Dans ces écrits comparables aux philippiques, ce tabloïd relate que des asiatiques, probablement responsables de l’entreprise ci-haut citée, aurait versé « le montant de 7 millions de dollars auprès de l’ancien Directeur Général M. Lokadi ». Une affirmation qui a « très choquée » l’intéressé au point de susciter sa réplique. « Je constate, pour le regretter, l’absence totale d’éthique et de déontologie dans le chef de l’auteur de cet article qui, sans la moindre vérification, s’illustre par des dénonciations manifestement calomnieuses et imputations dommageables en publiant des allégations dépourvues de tout fondement et n’ayant strictement aucun lien avec la réalité », a-t-il déclaré dans une forme de mise au point adressée au média concerné.

Cet ancien responsable relate que, « partant des allégations présentant comme infractionnelle une décision pourtant normale et régulière de l’administration en gonflant, pour les besoins de la cause, son montant, il est actuellement question d’une prétendue perception d’une somme d’argent », explique-t-il en faisant allusion à ce montant de 7 millions de dollars qu’il aurait perçu, d’après des accusations. Ce qui est « une nouvelle fiction », assène-t-il encore à ses détracteurs.
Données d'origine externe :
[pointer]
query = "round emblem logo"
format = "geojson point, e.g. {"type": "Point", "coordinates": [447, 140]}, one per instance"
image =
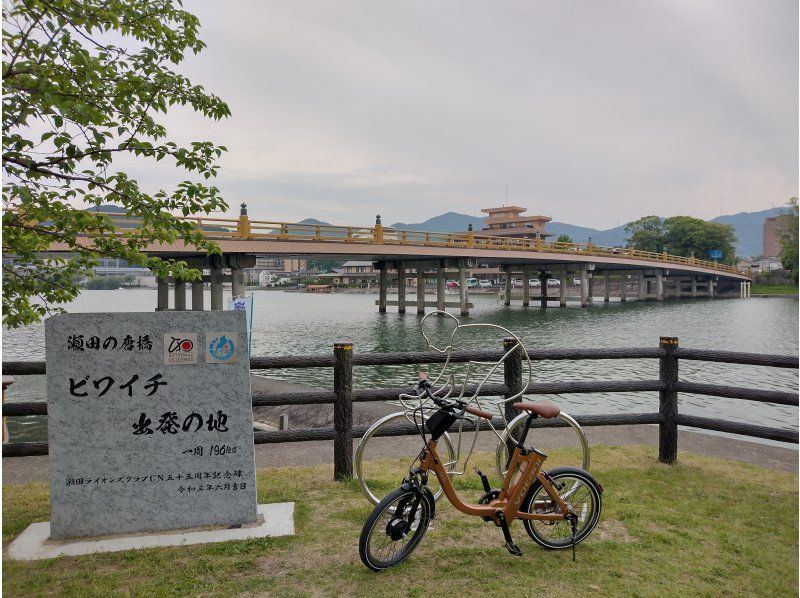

Dieudonné Lokadi Moga qui a géré la DGI pendant plus de 6 ans a vanté sa gestion faite de manière professionnelle. « Les rapports de nombreuses missions d’audit émanant de la Primature, de l’Inspection Générale des Finances, du Ministère des Finances, de la Cour des Comptes voire des enquêtes diligentées par des instances judiciaires durant mon mandat, prouvent à suffisance la qualité de la gouvernance mise en place qui est à l’antipode des pratiques que vous alléguez », écrit-il. Avant d’expliquer la procédure à ceux qui l’accusent injustement : « le traitement de tout dossier fiscal suit un circuit rigoureux et fait l’objet d’un examen approfondi quant au fond et à la forme par les structures compétentes. L’acte du Directeur Général intervient pour rendre officiel le point de vue de toute l’Administration, conformément aux meilleures pratiques administratives. »
Cet ancien gestionnaire pense également qu’il y a lieu de « se demander ce que vise la démarche et à quel titre un opérateur économique dont le réexamen de la réclamation contentieuse est autorisée par l’autorité compétente et instruite avec l’implication du service à l’origine de l’imposition qu’est l’Inspection Générale des Finances, verserait, on ne sait de quelle manière, des sommes d’argent au Directeur Général des Impôts. » Par conséquent, l’ex-DG a rejeté « totalement ces allégations qui ne sont, selon lui, que les fruits des hallucinations de son auteur qui verse dans des aprioris sans fondement ». Et à Lokadi de rappeler ceci : « durant mon mandat de six ans et demi à la tête de l’Administration fiscale, j’ai fait montre de professionnalisme, de technicité avérée et de probité morale dans l’exercice des fonctions qui m’étaient confiées, permettant, grâce à la collaboration de l’ensemble du personnel, de hisser la Direction Générale des Impôts à la première place des Régies financières en termes de mobilisation des recettes, avec des réalisations de l’équivalent de plus de deux milliards de dollars US en 2015 ».
Droit dans ses bottes, il dit avoir la conscience tranquille et se dit prêt à répondre de manière loyale à la gestion de l’Administration fiscale durant son mandat. Et « aucune diffamation du genre ne saurait ébranler cette sérénité », abonde-t-il.